However, this optimism quickly gave way to fear and paranoia. The Soviet Union, America’s ally during WWII, became the new enemy, and the fear of nuclear annihilation and communism permeated the national atmosphere. In addition, returning WWII veterans had a difficult time readjusting to the new civilian life as they dealt with the mental trauma from the war and a loss of identity by not being a part of the military anymore.
After living through the brutality of war and feeling insecure at home, people wanted films that showed a grittier world view and connected more with their bleak outlook on life. Instead of morale raising films that pushed traditional values, film noir grew to be the popular genre of the late 1940s and early 1950s because of its more realistic portrayal of American’s post war anxieties.


Film noir grew to be the popular genre of the late 1940s and early 1950s because of its more realistic portrayal of American’s post war anxieties

Although film noir was born in the late 1930s in response to the Great Depression, it increased in popularity and solidified as a style in the 1940s because of WWII. Since the wartime newsreel footage toughened the American public to violence, film censorship relaxed in the mid-1940s, allowing film noir to show violence without moral consequences.
This freedom allowed film noir to portray the anxieties of the audience members. For example, a core element of film noir was the loss of certainty where characters and situations were not what they appeared to be. The lack of certainty also blurred moral lines, creating a grey morality that reflected the national attitude as people processed the horrific events of WWII and questioned the goodness of human nature.

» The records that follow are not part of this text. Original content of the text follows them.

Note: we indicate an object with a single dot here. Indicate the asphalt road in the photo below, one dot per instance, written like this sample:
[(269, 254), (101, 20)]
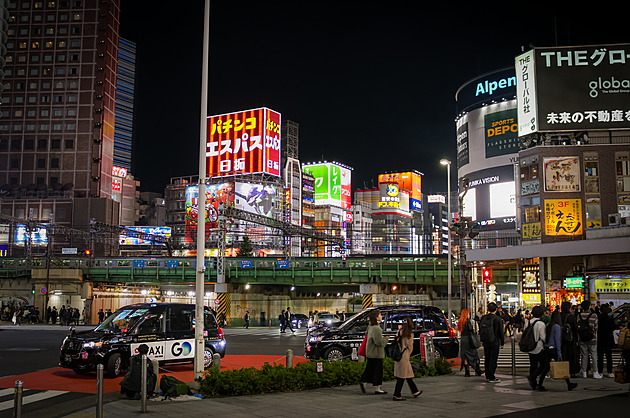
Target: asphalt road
[(28, 349)]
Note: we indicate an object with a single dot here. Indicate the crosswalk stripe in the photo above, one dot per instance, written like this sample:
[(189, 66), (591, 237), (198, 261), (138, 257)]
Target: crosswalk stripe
[(39, 396)]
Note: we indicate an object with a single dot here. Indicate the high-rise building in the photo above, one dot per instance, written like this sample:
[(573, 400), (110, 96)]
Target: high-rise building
[(125, 81), (58, 109)]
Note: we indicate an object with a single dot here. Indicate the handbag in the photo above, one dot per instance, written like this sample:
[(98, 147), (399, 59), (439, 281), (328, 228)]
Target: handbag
[(560, 369), (620, 372), (475, 342), (362, 346)]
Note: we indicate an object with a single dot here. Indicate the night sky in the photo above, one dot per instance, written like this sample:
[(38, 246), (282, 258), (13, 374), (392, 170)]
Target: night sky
[(372, 84)]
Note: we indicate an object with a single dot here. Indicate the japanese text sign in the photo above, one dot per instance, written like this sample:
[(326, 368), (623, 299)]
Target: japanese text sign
[(244, 142), (563, 217)]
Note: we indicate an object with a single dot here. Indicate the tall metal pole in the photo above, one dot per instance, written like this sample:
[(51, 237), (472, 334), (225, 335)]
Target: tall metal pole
[(201, 205), (448, 222)]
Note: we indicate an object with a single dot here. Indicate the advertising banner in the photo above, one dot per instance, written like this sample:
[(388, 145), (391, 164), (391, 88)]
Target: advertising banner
[(562, 174), (164, 231), (244, 142), (215, 194), (578, 88), (255, 198), (332, 184), (563, 217), (501, 131)]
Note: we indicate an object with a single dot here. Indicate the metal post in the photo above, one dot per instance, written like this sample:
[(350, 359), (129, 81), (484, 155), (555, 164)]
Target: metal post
[(513, 343), (143, 385), (201, 205), (216, 361), (289, 359), (17, 399), (99, 390)]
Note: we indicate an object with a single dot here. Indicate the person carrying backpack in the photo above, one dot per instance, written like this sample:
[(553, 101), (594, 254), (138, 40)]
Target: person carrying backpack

Even the city became a place of uncertainty. These black and white crime dramas explored the dark side of humanity by setting the plots in urban spaces. No longer portrayed as glamorous centers of enterprise and dreams, cities in film noir were malicious landscapes of dark alleys and hidden knives. Instead, the suburb replaced the city as the safe fashionable place to live as white flight spread across the country. After the Great Depression and WWII flipped the world upside down, people turned to film noir as a way to understand society’s rapid changes and cope with their growing anxiety.